Under these agreements, much of EU law now applies to Switzerland. But unlike the EEA, says Avery (not altogether accurately) "which makes EU rules automatically applicable to Norway, Iceland and Liechtenstein", the Swiss model requires fresh negotiations every time that EU policies change.

This situation, Avery claims, has proved frustrating for Swiss business, which has no certainty of access to the EU. But he is correct in saying that it has irritated the EU - to such an extent that last year the EU (including Britain) resolved to make no more agreements with Switzerland unless it accepts a "new institutional approach". This means that the Swiss model must become more like the EEA.

On top of this, Avery continues:
… came last year's referendum on "mass immigration" in which the Swiss people by a small majority (50.3%) instructed their government to impose quotas on workers from the EU. If that is implemented – as it must be by February 2017 – a crisis is inevitable. It contravenes the bilateral agreement on free movement of workers, and if that falls, the other agreements giving Switzerland access to European markets automatically fall.

Faced with this prospect, opinion in Switzerland is deeply divided. Some argue that the bilateral agreements must be preserved. Others say that the country should move forward and join the EU, or at least the EEA. Others are in favour of pulling back from the EU altogether. Signatures are being collected for a referendum to cancel the earlier referendum.

Meanwhile, the Swiss government is playing for time, with national elections due in October, and no compulsion to act until February 2017. Uncertainty about access to the EU is troubling for Swiss business, which fears an economic slowdown. Most commentators agree that relations with the EU have reached an impasse. "The whole relationship between Switzerland and the EU is now in complete uncertainty", says Professor René Schwok of Geneva University.
In response, it would not be right for me to say that I could write something very similar. I have already written something very similar – in Flexcit, posted well over a year ago.

Essentially, there is no merit in the so-called Swiss "model" as an alternative to UK membership of the EU. It was never really a conscious "model" as such - more of a ramshackle series of arrangements, cobbled together by the Swiss Government after the people rejected membership of the EEA in their 1992 referendum.

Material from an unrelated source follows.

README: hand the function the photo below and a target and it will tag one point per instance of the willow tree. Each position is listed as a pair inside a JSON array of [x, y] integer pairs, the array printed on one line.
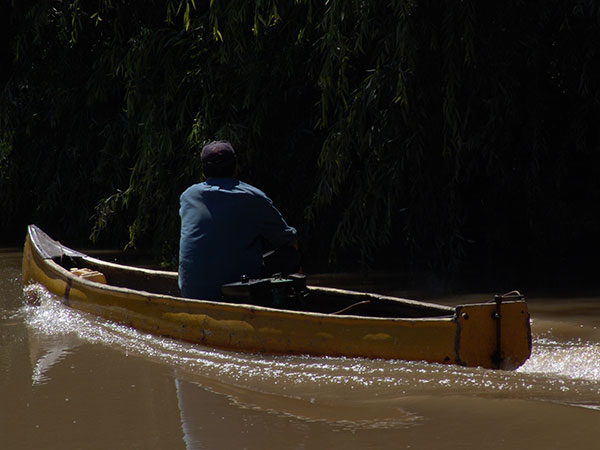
[[423, 132]]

And now, with the rejection of the "free movement" provisions, EU-Swiss relations are in crisis, with a deadline for resolution in February 2017. And that timeline puts Switzerland in the frame during the run-up to our own referendum, when the stresses and failings of the model will be high profile.

Yet this failing "bilateral" model is precisely what is being championed by the likes of Daniel Hannan, and formed the basis of all six winning entries for the shambolic IEA "Brexit" competition, judged by the Lord Lawson who understood the concept about as well as he did once the ERM.

This leaves a huge hole in the "eurosceptic" armoury, where many of the campaigners still fail to understand the importance of having a credible exit plan, based on a sound alternative to EU membership.

The Europhiles of British Influence have so far have shown themselves not to be the sharpest knives in the draw, and if they can rip to shreds the Hannan-preferred model already, they will have a field day when the EU insists that Switzerland adopts something closer to the EEA – the very option that the Hannanites have turned their back on.

What we will find though is that, as the EEA option is further strengthened, the options set out in Flexcit will come into their own – which is hardly surprising as so many people have contributed to its development.

That at least is some comfort for, as one corner of the "eurosceptic" argument collapses, there will be a rock of stability that can hold the campaign together. British Influence will not find any easy pickings there. We will eat them alive.